A convolutional network is a multi-layer perceptron specially designed to recognize two-dimensional shapes. This network structure is invariant to translation, scaling, and other forms of deformation (Ko & Chung, 2023; Tang et al., 2023b). This advantage can reduce the complexity of feature extraction and reconstruction. Therefore, this study selects a multi-scale convolutional neural network (CNN) to process the current art images and proposes a new adaptive classification method for art images.
Traditional Indian art forms that enjoy widespread popularity across the world, called the Madhubani style, were investigated by Transfer learning based-CNN to identify five distinct groups of Madhubani art, namely, Bharni, Godna, Kachni, Kohbar, and Tantrik (Liu et al., 2021). The main purpose was to go a long way in preserving precious art heritage and fostering its rapid growth in the world market. The correct identification of artistic styles or art movements of paintings is pivotal when large artistic databases are used to index, and find painters’ authentication. Thus, feature extraction is a very critical stage in conducting classification efforts. The article aims to derive significant features, namely, two unique colors and one texture feature by employing CNN (Cetinic, Lipic & Grgic, 2018). CNN open new research perspectives for the increased quantity of digitized fine art collections. An applicable art-related image classification algorithm based on CNN fine-tuning experiments was suggested with higher accuracy outcomes (Zhang, 2024). The article researched the style identifications of oil painting images by using a deep learning method called ResNet-NTS with better outcomes when compared to similar algorithms (Kelek, Calik & Yildirim, 2019).

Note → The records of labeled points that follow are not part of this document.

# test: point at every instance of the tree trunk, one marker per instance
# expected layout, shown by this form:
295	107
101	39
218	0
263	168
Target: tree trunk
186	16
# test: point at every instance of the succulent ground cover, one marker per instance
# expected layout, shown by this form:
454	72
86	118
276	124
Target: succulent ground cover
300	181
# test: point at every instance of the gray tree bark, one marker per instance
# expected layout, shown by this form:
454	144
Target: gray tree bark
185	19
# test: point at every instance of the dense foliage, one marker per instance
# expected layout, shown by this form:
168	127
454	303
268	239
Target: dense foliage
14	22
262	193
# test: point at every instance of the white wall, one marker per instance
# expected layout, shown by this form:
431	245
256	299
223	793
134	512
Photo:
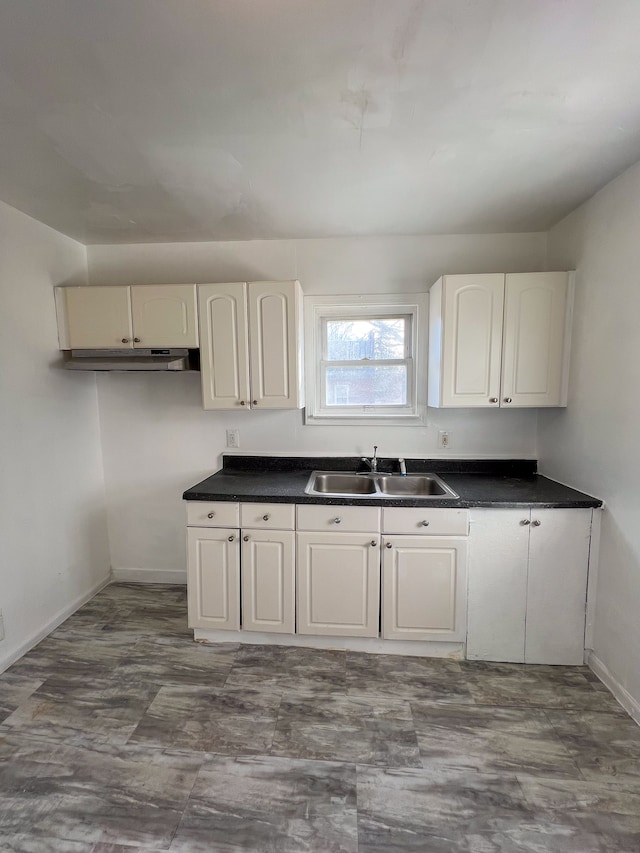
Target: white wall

The article investigated GoogleNet, DenseNet, ResNet50, ResNet101, and Inceptionv3 networks using the data set consisting of 17 painters with an average of 46 paintings per se who lived in distinct terms and were impacted by distinct art movements (Leonarduzzi, Liu & Wang, 2018). The article examined two databases of art objects (postimpressionist paintings and Renaissance drawings) to determine whether they were generated by van Gogh and Raphael, respectively, using a deep learning algorithm (Castellano et al., 2022). The manuscript proposed a novel KG-enabled fine art classification approach using A r t G r a p, which is implemented to conduct artwork feature estimations. A Knowledge Graph (KG) integrates a rich body of information about artworks, artists, and painting schools in a unified structured framework (Liu et al., 2024). More up-to-date research can be found in Jin et al. (2024), Guo, Yang & Ji (2024) and Chen & Shi (2021).
The research motivation of the article is to improve the classification performance of art images since the available art image classification methods have low recall and accuracy rate issues. Thus, a new adaptive classification method is designed employing multi-scale convolutional neural networks (CNNs). The proposed algorithm, called a multi-scale convolutional neural network (CNN), provides color recoveries by using enhancement processing of art images. Then, extreme pixel ratios and feature extraction are extracted to examine the quality of art images and use those scores as the initial values of the training.
The contribution of the article is summarized as follows:
(1) Using multi-scale Retinex algorithm to process images. Then, the extreme pixel ratio is used to evaluate the quality of artistic images and obtain high-quality artistic images for backup.
(2) The key features in art images are extracted by edge detection technology and used as the initial value of the item to be trained in the classification model.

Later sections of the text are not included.